4. Verify Execution: Check the Flow Runs tab to see the flow transition from Scheduled to Running to Completed.

Tips

• Security: In production, remove --allow-unauthenticated from the Server and use IAP or valid authentication.
• Scaling: Configure min-instances for the Server if you want to avoid cold starts, and max-instances for the Worker to control parallelism.
• Database: For heavy loads, upgrade the CloudSQL tier from db-f1-micro and enable High Availability (HA).

Cleanup

To avoid ongoing charges, delete all resources created in this tutorial in the following order (application resources first, then infrastructure).

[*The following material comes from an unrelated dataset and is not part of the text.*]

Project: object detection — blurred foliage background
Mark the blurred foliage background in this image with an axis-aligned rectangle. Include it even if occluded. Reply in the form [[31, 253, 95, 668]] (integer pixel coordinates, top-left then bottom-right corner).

1. Delete Cloud Run Services and Worker Pool

# Delete the Prefect Worker Pool
gcloud alpha run worker-pools delete $WORKER_SERVICE \
    --region=$REGION \
    --quiet

# Delete the Prefect Server Service
gcloud run services delete $SERVER_SERVICE \
    --region=$REGION \
    --quiet

# Delete the permissions grant job (if still exists)
gcloud run jobs delete grant-perms-job \
    --region=$REGION \
    --quiet

2. Delete Artifact Registry Images and Repository

# Delete the worker image
gcloud artifacts docker images delete \
    $REGION-docker.pkg.dev/$PROJECT_ID/$REPO_NAME/prefect-worker \
    --quiet

# Delete the server image
gcloud artifacts docker images delete \
    $REGION-docker.pkg.dev/$PROJECT_ID/$REPO_NAME/prefect-custom-server \
    --quiet

# Delete the repository
gcloud artifacts repositories delete $REPO_NAME \
    --location=$REGION \
    --quiet

3. Delete CloudSQL Instance

gcloud sql instances delete $DB_INSTANCE_NAME --quiet

4. Delete Network Resources

# Delete PSC forwarding rule
gcloud compute forwarding-rules delete prefect-db-endpoint \
    --region=$REGION \
    --quiet

# Release the reserved IP
gcloud compute addresses delete prefect-db-ip \
    --region=$REGION \
    --quiet

# Delete the subnet
gcloud compute networks subnets delete prefect-subnet \
    --region=$REGION \
    --quiet

# Delete the VPC
gcloud compute networks delete $PSC_NETWORK_NAME --quiet

5. Delete Service Account and IAM Bindings

# Remove IAM roles from the service account
gcloud projects remove-iam-policy-binding $PROJECT_ID \
    --member="serviceAccount:$DB_USER@$PROJECT_ID.iam.gserviceaccount.com" \
    --role="roles/cloudsql.client"

gcloud projects remove-iam-policy-binding $PROJECT_ID \
    --member="serviceAccount:$DB_USER@$PROJECT_ID.iam.gserviceaccount.com" \
    --role="roles/cloudsql.instanceUser"

# Delete the service account
gcloud iam service-accounts delete \
    $DB_USER@$PROJECT_ID.iam.gserviceaccount.com \
    --quiet

Tip

Deleting the CloudSQL instance and VPC may take a few minutes to complete.